Ferroptosis is a form of cell programmed death that is regulated by ferredoxin-dependent iron metabolism and is triggered by the toxicity of lipid peroxidation products on the cell membrane [9]. Research has shown that this unique cell death mechanism is driven by phospholipid peroxidation dependent on iron and is regulated by various cell metabolic pathways (including oxidative stress, iron metabolism, mitochondrial activity, amino acid, lipid, and glucose metabolism) and various signal pathways related to disease [10]. The Xc-–GSH–GPX4 pathway is the main route for regulating ferroptosis. The Xc-system can exchange cysteine and glutamate intracellularly and extracellularly, and is composed of a homodimer of the anion transporter family member 3 member 2 (SLC3A2) and SLC7A11 [11]. Through the Xc-system, cysteine is transported into the cell for GSH synthesis, while glutamate within the cell can be transported out of the cell [12]. GSH has antioxidant properties and can participate in the generation of glutathione peroxidase 4 (GPX4) [13]. GPX4 is an antioxidant enzyme that maintains the dynamic balance of the cell oxidative/ reductive state, mainly as a critical endogenous antioxidant inhibiting phospholipid peroxidation, with upstream GSH as its substrate [14]. Therefore, targeted inhibition of the Xc-system can lead to GSH depletion, GPX4 inactivation, promotion of malondialdehyde (MDA) production, and the accumulation of lipid ROS, resulting in ferroptosis [15, 16]. The commonly used ferroptosis inducer erastin can directly inhibit the Xc-system, consume cysteine, and inhibit GSH synthesis, thereby promoting cell ferroptosis [17]. The ferroptosis inducer RSL3 acts directly on cysteine to inhibit GPX4, promoting the accumulation of lipid ROS and causing ferroptosis [14].

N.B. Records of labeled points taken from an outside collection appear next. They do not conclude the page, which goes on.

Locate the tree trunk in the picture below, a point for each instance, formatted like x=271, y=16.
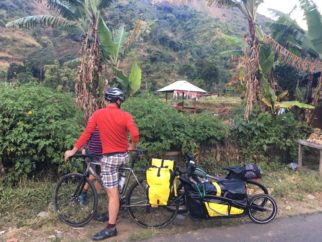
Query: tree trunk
x=88, y=93
x=252, y=65
x=309, y=114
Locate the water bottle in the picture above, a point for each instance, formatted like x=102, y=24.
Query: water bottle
x=121, y=181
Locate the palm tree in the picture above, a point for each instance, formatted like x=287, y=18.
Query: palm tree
x=252, y=78
x=98, y=46
x=293, y=44
x=83, y=15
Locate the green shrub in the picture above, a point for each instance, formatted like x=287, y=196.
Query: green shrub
x=162, y=128
x=268, y=138
x=36, y=125
x=207, y=130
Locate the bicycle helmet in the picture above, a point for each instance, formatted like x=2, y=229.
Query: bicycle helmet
x=113, y=94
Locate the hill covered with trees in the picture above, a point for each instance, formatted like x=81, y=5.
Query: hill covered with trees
x=183, y=43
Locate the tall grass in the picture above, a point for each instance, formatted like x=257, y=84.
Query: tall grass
x=21, y=204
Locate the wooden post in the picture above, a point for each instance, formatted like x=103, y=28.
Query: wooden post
x=300, y=156
x=320, y=167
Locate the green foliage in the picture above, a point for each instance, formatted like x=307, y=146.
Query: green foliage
x=269, y=138
x=36, y=125
x=60, y=77
x=314, y=23
x=162, y=128
x=207, y=130
x=21, y=204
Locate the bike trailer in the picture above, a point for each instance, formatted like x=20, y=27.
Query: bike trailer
x=228, y=190
x=159, y=178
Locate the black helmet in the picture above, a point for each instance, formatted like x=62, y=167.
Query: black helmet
x=113, y=94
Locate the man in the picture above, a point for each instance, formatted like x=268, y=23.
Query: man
x=113, y=125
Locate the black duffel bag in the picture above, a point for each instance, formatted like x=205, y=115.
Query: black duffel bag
x=246, y=172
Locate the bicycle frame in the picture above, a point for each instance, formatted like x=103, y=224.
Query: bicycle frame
x=128, y=170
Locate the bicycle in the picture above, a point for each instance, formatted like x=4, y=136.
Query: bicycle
x=205, y=196
x=133, y=197
x=252, y=186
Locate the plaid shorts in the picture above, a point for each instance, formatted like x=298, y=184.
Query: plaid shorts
x=110, y=165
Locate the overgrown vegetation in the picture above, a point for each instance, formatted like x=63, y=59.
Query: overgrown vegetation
x=36, y=125
x=268, y=138
x=162, y=128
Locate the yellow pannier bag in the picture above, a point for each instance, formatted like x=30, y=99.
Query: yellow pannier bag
x=217, y=209
x=158, y=179
x=163, y=163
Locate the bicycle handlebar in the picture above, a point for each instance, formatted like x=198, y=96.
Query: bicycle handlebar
x=138, y=151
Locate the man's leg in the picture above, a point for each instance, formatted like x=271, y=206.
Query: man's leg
x=113, y=204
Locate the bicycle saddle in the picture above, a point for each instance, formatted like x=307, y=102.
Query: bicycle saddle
x=234, y=169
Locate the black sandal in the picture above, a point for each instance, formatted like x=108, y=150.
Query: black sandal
x=105, y=233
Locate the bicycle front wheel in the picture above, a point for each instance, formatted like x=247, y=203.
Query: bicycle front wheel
x=72, y=209
x=141, y=212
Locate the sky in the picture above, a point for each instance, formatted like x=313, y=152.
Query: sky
x=286, y=6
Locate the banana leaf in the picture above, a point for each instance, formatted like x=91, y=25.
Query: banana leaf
x=135, y=78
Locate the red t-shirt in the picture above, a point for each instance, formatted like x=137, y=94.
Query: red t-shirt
x=113, y=125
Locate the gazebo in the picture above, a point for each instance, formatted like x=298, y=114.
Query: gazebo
x=183, y=89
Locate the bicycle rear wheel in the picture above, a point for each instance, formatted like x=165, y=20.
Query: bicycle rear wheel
x=68, y=205
x=253, y=188
x=262, y=209
x=141, y=212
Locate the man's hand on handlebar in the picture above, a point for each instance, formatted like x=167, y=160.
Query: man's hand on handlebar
x=70, y=153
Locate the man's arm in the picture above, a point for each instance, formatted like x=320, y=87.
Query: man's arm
x=134, y=133
x=91, y=125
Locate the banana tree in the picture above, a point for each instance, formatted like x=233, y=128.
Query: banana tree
x=113, y=47
x=275, y=103
x=83, y=15
x=252, y=78
x=292, y=43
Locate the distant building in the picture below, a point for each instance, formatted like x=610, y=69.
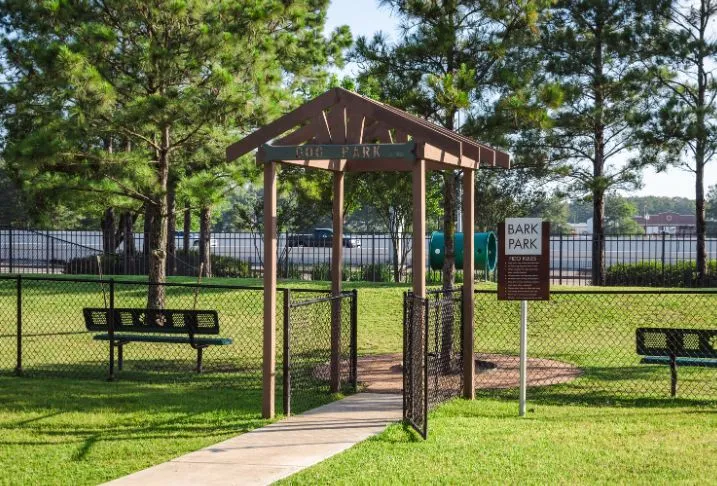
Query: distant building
x=670, y=223
x=582, y=228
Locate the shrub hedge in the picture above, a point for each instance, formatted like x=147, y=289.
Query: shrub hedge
x=652, y=274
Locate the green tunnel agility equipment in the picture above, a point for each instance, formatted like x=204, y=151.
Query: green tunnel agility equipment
x=485, y=250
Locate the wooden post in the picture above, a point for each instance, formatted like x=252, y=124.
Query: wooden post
x=468, y=276
x=270, y=245
x=419, y=228
x=337, y=264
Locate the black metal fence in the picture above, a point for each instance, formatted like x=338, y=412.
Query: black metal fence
x=432, y=353
x=44, y=333
x=663, y=260
x=583, y=346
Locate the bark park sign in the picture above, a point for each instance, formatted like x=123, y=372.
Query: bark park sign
x=365, y=151
x=524, y=259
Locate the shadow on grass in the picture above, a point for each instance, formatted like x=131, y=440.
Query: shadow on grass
x=616, y=387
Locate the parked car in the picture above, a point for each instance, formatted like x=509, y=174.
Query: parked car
x=212, y=244
x=320, y=237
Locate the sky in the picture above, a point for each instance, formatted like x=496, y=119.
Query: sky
x=365, y=17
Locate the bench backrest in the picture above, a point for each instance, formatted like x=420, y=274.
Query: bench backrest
x=153, y=320
x=691, y=343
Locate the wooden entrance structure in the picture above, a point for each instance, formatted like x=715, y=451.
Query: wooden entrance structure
x=341, y=131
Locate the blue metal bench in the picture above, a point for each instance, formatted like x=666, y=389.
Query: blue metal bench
x=172, y=326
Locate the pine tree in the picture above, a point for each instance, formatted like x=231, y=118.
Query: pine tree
x=592, y=83
x=87, y=77
x=681, y=130
x=445, y=62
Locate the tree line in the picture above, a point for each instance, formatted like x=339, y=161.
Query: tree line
x=121, y=109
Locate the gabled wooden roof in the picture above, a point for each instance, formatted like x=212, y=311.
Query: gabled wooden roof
x=340, y=116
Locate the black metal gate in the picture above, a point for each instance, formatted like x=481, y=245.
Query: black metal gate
x=432, y=353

The abnormal changes in iron content in the latest cardiomyocytes can have a significant negative impact on heart function and exacerbate heart failure (HF) [18]. Research has shown that iron deficiency is a typical feature of HF [19]; iron overload can cause tissue damage due to oxidative stress, and severe iron overload can cause refractory HF [20]. Therefore, targeting iron metabolism may become a key factor in treating HF and improving prognosis. Although the precise mechanism by which abnormal regulation of iron metabolism mediates HF has not been fully explained, targeted protection drugs for HF are gradually being developed, especially focusing on natural compounds that regulate HF iron death and iron metabolism [21, 22]. These natural compounds may provide ligands or core structures for future drug development targeting iron-related death processes, such as ferroptosis. Therefore, this study will not only provide a review of the normal iron metabolism process, summarize the potential mechanisms of iron metabolism disorders and HF, and offer new ideas and strategies for HF treatment and prognosis, but also review the currently reported natural compounds that regulate HF ferroptosis.

Overview of iron metabolism

Iron is the most abundant essential trace element in the human body, widely distributed throughout the various tissues and organs of the body. As a component of ferric-sulfur clusters enzymes [such as cytochromes, nicotinamide adenine dinucleotide phosphate (NADPH), and succinate dehydrogenase], iron catalyzes the transport of oxygen, generates energy through oxidizing phosphorylation, and participates in the construction of enzymes that generate peroxides and nitric oxide, playing a crucial role in physiological and pathological processes. The body maintains the stability of iron ions by continuous absorption, circulation, utilization, excretion, and fine regulatory mechanisms.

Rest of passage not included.